特殊簡易公衆電話(とくしゅかんいこうしゅうでんわ)とは、飲食店などの店内に店舗の運営者などが設置する公衆電話サービスである。硬貨収納等信号送出機能を付加したアナログ固定電話回線に料金回収機構を持った電話機を接続するもので、対応電話機の多くがピンク色であることからピンク電話とも呼ばれる。
概要
2019年現在は、NTT東日本・NTT西日本によって運営されている。2000年代に入り、利用の少ない不採算の公衆電話の撤去後に、公共施設等の管理者の負担で導入されることも多くなった。

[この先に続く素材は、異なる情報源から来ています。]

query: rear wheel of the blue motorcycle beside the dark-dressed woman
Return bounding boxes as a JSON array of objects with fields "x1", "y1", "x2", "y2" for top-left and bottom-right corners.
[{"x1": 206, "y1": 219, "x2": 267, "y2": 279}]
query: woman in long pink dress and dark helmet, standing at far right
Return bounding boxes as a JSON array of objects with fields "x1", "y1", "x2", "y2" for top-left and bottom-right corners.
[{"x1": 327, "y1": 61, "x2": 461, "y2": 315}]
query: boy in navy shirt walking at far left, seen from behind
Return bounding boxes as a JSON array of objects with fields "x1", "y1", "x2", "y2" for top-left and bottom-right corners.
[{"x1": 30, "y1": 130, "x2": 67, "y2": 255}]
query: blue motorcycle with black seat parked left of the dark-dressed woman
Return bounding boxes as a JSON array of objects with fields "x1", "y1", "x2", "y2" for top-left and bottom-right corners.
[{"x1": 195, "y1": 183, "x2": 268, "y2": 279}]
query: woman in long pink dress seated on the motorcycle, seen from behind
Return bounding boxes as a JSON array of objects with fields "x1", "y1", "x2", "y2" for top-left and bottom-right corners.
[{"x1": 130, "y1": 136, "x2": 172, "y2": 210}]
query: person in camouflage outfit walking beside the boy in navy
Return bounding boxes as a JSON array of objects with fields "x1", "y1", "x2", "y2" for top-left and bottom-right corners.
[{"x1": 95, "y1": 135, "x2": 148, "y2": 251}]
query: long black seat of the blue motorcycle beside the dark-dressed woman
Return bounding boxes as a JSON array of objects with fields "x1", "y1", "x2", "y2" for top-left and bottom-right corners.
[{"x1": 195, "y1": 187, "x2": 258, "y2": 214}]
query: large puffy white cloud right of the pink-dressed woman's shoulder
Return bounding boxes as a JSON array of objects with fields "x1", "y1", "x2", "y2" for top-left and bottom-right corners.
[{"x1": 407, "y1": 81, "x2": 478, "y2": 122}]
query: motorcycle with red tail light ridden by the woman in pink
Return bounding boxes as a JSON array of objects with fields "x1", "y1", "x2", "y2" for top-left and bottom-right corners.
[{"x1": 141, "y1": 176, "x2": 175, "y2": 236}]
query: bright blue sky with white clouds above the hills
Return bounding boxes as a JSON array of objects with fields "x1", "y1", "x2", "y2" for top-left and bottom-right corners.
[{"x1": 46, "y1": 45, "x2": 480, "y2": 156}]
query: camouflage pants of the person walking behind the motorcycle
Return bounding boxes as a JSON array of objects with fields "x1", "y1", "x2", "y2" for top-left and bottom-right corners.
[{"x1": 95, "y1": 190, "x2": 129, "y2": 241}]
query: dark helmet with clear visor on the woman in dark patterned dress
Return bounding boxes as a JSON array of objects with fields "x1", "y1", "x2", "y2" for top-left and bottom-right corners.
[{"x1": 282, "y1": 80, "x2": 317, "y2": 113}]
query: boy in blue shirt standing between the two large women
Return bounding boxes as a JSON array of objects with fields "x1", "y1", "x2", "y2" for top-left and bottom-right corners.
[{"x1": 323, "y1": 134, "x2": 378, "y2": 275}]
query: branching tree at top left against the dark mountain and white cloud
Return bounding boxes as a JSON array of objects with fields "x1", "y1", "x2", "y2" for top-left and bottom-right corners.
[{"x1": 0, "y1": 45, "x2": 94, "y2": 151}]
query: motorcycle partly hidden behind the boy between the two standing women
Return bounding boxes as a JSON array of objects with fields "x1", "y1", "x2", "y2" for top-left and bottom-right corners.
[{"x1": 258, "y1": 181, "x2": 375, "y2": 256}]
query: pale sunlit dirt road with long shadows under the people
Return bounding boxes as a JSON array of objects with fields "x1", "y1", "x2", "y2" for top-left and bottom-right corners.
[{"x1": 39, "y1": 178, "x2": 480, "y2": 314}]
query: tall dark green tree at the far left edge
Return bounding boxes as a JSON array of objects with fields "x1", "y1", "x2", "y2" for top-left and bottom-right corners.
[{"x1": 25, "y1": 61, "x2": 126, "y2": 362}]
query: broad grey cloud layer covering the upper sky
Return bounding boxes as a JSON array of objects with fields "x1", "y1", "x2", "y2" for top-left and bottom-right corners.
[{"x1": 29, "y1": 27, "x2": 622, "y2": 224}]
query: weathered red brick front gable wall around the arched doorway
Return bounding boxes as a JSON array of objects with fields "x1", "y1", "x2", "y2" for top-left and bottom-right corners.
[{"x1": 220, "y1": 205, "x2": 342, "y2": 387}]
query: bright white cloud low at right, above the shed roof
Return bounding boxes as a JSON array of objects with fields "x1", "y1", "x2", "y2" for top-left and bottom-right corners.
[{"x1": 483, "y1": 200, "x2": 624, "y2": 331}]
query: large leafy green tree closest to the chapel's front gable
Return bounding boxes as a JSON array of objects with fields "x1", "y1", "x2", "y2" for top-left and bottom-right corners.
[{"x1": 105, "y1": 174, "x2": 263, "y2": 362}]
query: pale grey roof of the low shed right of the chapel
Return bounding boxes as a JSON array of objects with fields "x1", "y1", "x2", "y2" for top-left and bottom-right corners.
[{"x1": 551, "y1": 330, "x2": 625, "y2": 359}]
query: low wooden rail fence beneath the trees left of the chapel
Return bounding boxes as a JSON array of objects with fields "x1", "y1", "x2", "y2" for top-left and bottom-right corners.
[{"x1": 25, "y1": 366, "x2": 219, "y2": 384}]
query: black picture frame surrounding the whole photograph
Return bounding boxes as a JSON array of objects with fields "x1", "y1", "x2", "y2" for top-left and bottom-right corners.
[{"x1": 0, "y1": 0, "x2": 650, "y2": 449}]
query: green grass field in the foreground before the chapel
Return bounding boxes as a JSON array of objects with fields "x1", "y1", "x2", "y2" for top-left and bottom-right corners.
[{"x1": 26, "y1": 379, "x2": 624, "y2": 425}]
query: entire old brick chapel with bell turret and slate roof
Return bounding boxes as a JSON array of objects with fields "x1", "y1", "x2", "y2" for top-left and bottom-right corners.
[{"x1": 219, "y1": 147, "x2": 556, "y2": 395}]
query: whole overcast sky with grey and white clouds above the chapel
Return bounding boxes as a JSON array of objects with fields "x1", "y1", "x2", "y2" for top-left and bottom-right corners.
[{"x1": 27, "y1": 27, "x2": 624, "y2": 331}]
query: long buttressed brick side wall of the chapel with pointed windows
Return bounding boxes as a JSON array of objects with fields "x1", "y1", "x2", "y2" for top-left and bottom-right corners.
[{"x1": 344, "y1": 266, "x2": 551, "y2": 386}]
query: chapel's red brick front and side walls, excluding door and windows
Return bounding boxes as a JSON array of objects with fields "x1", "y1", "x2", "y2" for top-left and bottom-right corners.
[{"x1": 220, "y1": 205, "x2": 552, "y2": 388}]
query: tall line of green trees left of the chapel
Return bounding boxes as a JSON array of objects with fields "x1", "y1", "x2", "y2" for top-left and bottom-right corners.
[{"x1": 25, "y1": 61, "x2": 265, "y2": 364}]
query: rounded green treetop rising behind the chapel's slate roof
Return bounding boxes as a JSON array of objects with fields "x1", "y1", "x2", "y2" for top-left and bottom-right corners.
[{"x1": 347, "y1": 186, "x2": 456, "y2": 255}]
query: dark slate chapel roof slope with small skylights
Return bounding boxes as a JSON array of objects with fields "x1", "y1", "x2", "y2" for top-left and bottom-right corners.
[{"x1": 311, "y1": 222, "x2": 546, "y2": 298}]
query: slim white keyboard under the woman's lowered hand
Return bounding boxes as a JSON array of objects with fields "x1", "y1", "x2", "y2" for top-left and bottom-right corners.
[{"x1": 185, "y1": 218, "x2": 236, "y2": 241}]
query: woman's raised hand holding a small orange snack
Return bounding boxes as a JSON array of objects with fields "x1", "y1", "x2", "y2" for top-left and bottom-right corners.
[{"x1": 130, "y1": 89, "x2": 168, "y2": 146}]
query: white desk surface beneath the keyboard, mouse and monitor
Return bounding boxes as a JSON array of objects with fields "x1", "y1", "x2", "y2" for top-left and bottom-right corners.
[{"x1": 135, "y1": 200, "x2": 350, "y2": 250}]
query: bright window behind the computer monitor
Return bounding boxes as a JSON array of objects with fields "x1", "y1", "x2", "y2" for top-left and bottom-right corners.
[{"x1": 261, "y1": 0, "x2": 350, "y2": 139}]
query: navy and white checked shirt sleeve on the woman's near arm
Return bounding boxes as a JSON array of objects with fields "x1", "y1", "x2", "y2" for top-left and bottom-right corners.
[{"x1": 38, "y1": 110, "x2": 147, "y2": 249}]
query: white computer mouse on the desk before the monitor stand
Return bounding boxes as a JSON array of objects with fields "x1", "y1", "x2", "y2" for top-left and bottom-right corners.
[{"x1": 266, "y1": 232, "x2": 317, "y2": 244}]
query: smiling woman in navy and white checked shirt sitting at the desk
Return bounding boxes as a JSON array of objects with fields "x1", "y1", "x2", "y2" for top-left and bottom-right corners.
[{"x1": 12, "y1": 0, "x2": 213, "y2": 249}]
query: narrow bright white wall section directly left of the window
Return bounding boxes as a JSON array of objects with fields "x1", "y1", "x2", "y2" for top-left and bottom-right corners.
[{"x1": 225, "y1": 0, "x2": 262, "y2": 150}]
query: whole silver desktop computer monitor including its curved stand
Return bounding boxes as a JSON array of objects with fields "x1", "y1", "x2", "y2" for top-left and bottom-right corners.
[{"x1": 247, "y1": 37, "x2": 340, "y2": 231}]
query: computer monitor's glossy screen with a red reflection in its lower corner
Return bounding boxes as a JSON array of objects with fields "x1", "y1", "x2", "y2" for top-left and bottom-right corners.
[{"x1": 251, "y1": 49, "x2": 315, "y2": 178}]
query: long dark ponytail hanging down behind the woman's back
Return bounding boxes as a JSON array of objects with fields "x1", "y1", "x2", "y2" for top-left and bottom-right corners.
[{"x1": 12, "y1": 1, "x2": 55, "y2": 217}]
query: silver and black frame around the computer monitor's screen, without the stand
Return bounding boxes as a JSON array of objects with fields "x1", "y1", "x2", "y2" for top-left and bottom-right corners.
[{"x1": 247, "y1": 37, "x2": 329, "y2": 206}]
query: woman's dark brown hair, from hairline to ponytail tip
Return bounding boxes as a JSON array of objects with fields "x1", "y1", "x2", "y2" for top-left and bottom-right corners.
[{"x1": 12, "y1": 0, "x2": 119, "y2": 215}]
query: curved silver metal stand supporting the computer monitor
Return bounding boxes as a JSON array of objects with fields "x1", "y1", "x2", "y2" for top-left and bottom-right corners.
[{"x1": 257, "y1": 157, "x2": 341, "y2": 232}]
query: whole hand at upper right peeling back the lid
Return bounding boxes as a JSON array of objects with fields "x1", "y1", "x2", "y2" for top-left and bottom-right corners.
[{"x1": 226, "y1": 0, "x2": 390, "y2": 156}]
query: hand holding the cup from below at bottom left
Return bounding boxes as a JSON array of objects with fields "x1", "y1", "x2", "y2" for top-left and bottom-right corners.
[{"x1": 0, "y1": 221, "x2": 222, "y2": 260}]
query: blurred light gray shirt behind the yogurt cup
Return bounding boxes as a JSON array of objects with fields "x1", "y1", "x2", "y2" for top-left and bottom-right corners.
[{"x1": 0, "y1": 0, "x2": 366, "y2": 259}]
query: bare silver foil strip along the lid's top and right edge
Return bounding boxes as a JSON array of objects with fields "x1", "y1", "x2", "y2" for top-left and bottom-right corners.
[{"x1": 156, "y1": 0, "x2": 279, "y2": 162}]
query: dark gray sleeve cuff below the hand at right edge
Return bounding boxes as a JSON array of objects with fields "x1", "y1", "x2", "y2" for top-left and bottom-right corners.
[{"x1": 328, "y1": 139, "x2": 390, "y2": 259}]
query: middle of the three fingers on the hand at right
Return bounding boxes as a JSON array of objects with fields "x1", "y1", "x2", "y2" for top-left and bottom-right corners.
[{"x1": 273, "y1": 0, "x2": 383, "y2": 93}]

料金の回収は店舗等の運営者が行い、それにより電気通信事業者から請求される基本料金・通話料金を支払う。通話料金は公衆電話料金が適用される(ただし050番号のIP電話宛は加入電話料金となる)。
ピンク電話からはPHSにかけられなかった。個別に携帯電話と2010年代からは現行の4Gと5G通信対応も含むスマートフォンへの通話や他社の通話プリペイドカード(KDDIスーパーワールドカード等)による通話もできないように設定している場合もある。また、NTT東日本・NTT西日本のナビアクセスは着信はするが発信側の声は相手に聞こえない。
歴史
昭和30年代、電話が一般市民にまで広く普及するなかで、公衆電話の需要は増加し、繁華街や駅前を中心として赤電話や青電話の不足が深刻な問題となった。このため、飲食店や喫茶店などの施設を中心に、黒電話に料金箱を取り付け、「貸電話」とした、いわば私設公衆電話のようなものも登場し、多くの人に利用された。
しかし、貸電話の本体は黒電話であるため、ダイヤル市外通話も利用可能であったことから市外への不正通話が横行、また架電した通話料金を低くごまかすなど、トラブルも発生した。この結果、店内に電話があるにも関わらず電話を利用したい客に貸すのを躊躇する状況が発生した。
このような状況下で、貸電話を設置していた酒場の女将が、利用客が市外通話をしないか見張っている様子を電電公社の職員が目にし、加入者以外は市外発信ができない電話機というアイデアが誕生した。こうして、1959年、初の特殊簡易公衆電話機であるピンク電話が登場した。